Clinical Summary | Cardiovascular Disease

Intraoperative Oxygen Treatment, Oxidative Stress, and Organ Injury Following Cardiac Surgery


Time to read: 06:29 minutes
Time to listen: 09:40 minutes

 
Published on MedED:  15 October 2024
Originally Published:  5 August 2024
Source: JAMA Surgery

Type of article: Clinical Research Summary
MedED Catalogue Reference:  MCCS001

Category: Surgery
Cross-reference: Cardiovascular Disease, Surgery

Keywords: critical care, cardiac surgery, organ failure, acute kidney disease
 

Originally Published: JAMA Surgery, 5 August 2024. This is a summary of the clinical study and in no way represents the original research. Unless otherwise indicated, all work contained here is implicitly referenced to the original author and trial. Links to all original material can be found at the end of this summary.

 

Key Take Aways

1. Among adults receiving elective cardiac surgery, intraoperative hyperoxia increased intraoperative oxidative stress when compared to normoxia

2. Hyperoxia did not impact the risk of kidney injury or other indicators of organ injury and function when compared to a strategy aimed at maintaining intraoperative normoxia

3. Continuing oxygen treatment into the early postoperative period could mitigate the susceptibility to oxidative stress and organ injury, as many patients remain hemodynamically unstable after surgery


Top
Overview | Objectives | Study Design | Findings | Discussion| Limitations | Conclusion | Original Research | Funding | References

 

Overview

 


Each year, approximately 2 million people worldwide undergo cardiac surgery, but the risks are significant.

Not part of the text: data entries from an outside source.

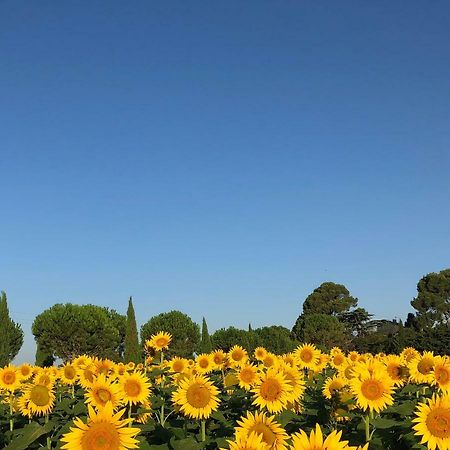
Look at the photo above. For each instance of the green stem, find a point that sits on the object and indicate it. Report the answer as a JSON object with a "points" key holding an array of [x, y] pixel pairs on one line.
{"points": [[203, 422]]}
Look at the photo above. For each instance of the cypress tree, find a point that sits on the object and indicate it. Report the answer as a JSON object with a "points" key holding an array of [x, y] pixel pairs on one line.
{"points": [[205, 343], [132, 352]]}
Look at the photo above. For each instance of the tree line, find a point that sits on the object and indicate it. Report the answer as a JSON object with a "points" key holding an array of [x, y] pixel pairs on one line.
{"points": [[330, 317]]}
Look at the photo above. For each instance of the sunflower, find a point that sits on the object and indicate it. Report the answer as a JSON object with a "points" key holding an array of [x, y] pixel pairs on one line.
{"points": [[247, 376], [134, 388], [307, 356], [204, 363], [102, 391], [260, 353], [68, 374], [433, 422], [9, 378], [441, 373], [272, 391], [421, 368], [272, 433], [372, 390], [253, 441], [38, 399], [160, 341], [237, 356], [315, 441], [196, 397], [332, 386], [104, 430]]}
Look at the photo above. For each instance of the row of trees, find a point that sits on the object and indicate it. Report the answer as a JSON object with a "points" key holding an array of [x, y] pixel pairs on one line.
{"points": [[330, 317]]}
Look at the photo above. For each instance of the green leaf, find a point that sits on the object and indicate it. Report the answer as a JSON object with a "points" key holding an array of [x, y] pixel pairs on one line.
{"points": [[29, 434]]}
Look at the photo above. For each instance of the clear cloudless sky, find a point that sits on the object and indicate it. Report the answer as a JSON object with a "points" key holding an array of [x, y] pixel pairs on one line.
{"points": [[222, 158]]}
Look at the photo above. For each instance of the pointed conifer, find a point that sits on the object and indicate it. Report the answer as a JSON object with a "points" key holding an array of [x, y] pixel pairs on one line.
{"points": [[132, 352]]}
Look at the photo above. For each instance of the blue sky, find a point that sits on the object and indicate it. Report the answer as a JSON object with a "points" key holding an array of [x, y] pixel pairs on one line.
{"points": [[222, 158]]}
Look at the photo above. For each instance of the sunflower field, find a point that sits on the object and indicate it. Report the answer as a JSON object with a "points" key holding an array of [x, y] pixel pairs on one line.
{"points": [[305, 400]]}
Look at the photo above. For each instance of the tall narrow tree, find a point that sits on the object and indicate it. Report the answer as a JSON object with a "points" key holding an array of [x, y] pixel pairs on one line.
{"points": [[11, 334], [132, 352], [205, 343]]}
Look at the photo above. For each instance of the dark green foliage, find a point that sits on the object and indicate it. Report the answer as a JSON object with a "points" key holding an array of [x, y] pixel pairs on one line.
{"points": [[43, 358], [225, 338], [11, 334], [433, 299], [185, 333], [329, 298], [276, 339], [205, 343], [67, 330], [132, 349], [323, 330]]}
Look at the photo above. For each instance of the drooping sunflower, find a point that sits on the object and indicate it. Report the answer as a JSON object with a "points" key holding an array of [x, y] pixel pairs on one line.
{"points": [[307, 356], [272, 391], [160, 341], [9, 378], [197, 397], [433, 422], [247, 376], [316, 441], [204, 363], [373, 390], [103, 391], [237, 356], [332, 386], [272, 433], [251, 442], [38, 399], [441, 373], [421, 368], [134, 388], [68, 374], [103, 430]]}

Up to 35% develop new-onset atrial fibrillation, 25% experience postoperative delirium, and 22% suffer from acute kidney injury. 2,3 These complications, driven by ischemia-reperfusion and oxidative damage, often lead to extended hospital stays, long-term issues like chronic kidney disease and cognitive decline, and a 500% increase in 30-day mortality risk.4,5 6

In response to these alarming trends, researchers led by Lopes et al. documented the findings of the Risk of Oxygen during Cardiac Surgery (ROCS) trial (NCT02361944), which offers valuable insights.
7  We summarize their key findings.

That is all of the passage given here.